J’aime bien les feux tricolores ici. Le feu orange repasse avant de passer au vert et à certains croisements de routes, un petit compteur digital décompte le nombre de secondes jusqu’au moment où le vert revient… C’est intelligent et je pense que ça doit réduire la nervosité au volant de savoir dans combien de temps on peut redémarrer.

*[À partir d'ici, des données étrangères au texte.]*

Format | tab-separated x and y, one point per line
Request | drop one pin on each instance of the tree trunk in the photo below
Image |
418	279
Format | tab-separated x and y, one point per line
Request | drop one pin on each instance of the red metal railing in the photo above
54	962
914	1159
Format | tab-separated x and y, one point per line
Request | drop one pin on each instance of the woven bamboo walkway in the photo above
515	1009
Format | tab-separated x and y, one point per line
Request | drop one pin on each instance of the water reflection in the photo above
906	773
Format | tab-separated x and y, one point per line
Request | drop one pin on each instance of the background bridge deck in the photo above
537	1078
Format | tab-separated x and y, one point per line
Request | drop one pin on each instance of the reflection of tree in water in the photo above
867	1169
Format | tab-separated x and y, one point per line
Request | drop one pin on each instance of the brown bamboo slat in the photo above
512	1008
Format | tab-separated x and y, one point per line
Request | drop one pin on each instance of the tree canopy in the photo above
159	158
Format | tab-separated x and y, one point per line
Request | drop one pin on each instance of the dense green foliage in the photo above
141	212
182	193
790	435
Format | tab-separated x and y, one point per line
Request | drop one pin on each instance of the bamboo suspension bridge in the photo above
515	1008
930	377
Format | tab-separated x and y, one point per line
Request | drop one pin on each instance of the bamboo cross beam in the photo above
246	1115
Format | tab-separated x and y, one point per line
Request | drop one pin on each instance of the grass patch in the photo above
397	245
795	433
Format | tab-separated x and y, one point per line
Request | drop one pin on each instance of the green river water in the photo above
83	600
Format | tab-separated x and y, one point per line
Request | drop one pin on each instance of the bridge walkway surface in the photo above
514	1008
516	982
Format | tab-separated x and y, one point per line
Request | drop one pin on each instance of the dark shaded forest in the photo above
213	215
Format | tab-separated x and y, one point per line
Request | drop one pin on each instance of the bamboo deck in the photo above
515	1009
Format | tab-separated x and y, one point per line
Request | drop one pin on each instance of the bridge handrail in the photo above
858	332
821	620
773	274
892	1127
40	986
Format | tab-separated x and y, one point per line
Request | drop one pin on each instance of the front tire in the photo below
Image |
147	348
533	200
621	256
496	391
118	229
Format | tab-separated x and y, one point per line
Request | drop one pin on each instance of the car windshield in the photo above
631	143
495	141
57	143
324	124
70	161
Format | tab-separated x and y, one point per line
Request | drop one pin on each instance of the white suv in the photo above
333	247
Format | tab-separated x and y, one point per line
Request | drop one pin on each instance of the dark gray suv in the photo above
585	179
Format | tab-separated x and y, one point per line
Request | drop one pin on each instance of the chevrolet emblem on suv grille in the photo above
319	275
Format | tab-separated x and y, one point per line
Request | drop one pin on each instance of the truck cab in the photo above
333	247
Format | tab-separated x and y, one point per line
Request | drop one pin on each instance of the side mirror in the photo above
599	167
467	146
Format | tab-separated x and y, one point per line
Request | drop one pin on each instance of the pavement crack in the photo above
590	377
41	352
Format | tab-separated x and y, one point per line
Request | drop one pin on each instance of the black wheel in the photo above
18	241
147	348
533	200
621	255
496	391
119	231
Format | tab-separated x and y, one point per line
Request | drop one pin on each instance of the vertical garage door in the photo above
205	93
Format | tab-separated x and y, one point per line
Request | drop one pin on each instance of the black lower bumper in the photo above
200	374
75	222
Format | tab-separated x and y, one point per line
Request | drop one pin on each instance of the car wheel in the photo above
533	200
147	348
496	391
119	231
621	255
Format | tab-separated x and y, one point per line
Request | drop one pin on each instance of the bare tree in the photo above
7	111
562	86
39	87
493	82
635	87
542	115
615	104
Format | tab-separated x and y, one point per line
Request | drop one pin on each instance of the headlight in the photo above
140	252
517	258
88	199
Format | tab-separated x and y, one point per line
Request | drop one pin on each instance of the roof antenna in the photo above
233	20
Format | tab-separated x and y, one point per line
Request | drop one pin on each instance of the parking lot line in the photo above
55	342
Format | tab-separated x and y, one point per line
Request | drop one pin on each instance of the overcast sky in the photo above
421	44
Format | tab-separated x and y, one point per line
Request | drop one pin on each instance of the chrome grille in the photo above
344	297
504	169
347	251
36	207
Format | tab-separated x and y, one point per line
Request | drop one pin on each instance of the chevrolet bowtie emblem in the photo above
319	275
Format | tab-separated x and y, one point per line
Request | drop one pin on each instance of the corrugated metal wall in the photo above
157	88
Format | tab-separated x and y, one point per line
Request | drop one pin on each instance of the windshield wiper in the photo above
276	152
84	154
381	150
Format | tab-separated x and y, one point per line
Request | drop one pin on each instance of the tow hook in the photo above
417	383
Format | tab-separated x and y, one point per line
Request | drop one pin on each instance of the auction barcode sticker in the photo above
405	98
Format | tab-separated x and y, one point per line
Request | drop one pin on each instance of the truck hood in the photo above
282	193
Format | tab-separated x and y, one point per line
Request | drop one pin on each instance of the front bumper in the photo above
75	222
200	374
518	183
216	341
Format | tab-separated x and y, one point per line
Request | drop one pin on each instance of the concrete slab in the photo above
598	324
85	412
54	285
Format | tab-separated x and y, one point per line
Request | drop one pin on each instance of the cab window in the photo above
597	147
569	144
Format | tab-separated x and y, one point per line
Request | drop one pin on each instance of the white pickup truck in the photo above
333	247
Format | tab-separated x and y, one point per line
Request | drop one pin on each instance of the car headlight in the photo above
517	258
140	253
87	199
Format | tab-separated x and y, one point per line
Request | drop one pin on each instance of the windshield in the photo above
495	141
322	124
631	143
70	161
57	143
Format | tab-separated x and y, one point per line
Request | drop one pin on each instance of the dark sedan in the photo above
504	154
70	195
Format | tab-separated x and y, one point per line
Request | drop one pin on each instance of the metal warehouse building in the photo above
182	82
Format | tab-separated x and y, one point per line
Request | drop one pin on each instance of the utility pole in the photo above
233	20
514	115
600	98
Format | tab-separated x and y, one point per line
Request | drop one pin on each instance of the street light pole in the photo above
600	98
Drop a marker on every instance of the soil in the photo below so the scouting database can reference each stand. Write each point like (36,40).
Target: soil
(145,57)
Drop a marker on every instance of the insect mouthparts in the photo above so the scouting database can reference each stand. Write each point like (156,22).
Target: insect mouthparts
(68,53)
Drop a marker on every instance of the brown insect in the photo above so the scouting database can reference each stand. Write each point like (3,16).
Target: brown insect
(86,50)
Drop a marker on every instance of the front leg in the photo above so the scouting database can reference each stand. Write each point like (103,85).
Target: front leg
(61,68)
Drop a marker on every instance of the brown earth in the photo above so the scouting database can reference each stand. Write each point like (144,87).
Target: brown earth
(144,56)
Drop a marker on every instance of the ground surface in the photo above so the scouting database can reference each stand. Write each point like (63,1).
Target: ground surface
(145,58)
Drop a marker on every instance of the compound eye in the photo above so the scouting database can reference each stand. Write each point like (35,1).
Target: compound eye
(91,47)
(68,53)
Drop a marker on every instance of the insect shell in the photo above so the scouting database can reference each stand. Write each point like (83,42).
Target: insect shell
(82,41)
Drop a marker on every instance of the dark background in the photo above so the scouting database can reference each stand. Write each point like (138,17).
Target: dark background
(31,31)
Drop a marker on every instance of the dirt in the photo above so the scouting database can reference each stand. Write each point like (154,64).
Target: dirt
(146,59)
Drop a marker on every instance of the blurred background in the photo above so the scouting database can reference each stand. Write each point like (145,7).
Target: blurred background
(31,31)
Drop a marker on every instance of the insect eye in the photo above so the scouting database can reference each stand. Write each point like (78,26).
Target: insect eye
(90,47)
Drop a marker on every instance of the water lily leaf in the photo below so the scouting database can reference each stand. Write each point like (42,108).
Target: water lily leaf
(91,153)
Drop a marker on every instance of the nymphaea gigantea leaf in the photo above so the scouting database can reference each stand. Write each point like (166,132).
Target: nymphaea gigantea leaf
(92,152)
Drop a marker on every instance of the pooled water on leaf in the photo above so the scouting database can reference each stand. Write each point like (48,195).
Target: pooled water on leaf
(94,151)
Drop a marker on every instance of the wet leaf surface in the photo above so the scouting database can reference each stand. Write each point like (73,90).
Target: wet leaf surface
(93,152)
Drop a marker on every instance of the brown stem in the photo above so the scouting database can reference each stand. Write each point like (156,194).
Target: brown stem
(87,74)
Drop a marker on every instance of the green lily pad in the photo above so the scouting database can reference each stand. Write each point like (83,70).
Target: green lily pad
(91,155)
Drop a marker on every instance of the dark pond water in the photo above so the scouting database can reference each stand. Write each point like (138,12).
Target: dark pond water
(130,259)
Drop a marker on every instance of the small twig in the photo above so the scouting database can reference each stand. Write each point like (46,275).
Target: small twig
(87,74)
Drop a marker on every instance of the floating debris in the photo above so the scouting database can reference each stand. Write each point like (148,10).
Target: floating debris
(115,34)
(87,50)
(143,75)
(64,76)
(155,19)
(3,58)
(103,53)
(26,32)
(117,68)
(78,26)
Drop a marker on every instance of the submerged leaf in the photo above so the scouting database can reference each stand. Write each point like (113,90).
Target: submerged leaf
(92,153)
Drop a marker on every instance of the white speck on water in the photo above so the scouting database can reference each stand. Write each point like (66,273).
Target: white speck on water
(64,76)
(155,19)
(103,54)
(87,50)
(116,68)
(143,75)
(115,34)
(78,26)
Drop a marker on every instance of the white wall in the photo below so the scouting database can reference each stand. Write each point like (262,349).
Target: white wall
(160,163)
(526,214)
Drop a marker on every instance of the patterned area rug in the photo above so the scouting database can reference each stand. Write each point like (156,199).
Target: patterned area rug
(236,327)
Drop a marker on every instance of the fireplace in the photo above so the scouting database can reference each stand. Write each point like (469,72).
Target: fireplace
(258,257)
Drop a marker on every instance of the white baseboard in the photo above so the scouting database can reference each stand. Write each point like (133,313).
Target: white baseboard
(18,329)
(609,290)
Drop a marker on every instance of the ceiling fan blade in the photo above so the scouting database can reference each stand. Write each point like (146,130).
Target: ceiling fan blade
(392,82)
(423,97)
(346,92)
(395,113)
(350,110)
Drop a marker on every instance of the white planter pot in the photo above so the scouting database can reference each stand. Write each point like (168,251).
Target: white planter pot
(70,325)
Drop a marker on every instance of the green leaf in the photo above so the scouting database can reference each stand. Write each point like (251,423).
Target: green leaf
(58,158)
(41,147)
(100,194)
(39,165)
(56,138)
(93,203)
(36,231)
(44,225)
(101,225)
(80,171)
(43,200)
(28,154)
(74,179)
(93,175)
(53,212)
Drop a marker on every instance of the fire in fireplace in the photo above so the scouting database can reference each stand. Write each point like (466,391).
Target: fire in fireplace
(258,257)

Le soir venu, je retourne dîner à l’Aspendos, où je prends mes habitudes. Lorsque la nourriture est bonne, je ne vois pas pourquoi je devrais perdre du temps à essayer de manger ailleurs, d’autant que la déception peut vite surprendre. Je profite de l’attente pour écrire quelques notes prises dans la journée sur mes observations :
Les routes ne sont jamais désertes, elles sont toujours bordées de station essence (pas d’essence dans les supermarchés, pas de supermarchés non plus, cela dit). On trouve des commerçants et des restaurants partout sur le bord de la route (cela est certainement lié au fait qu’on ne trouve pas de supermarchés…)
J’ai l’impression que dans les familles turques, les gens n’ont pas beaucoup d’enfants. Souvent deux, guère plus.
Je ne vois pas de touristes, toujours pas. J’ai vu énormément d’Anglais à Kaş, et à Kalkan. Pas sur les sites archéologiques en tout cas, plutôt au bar, de préférence là où on trouve un écran géant. Les Allemands sont à Patara, mais ne bougent pas leur cul de la piscine, on ne les voit nulle part ailleurs. Le matin seulement, l’après-midi ils sont à la plage. Étrangement, ceux que je croise sur les sites archéologiques, ce ne sont que des Français, ce qui m’étonne quand même pas mal. Ou alors des Turcs. Beaucoup de Turcs. Ils adorent leur patrimoine.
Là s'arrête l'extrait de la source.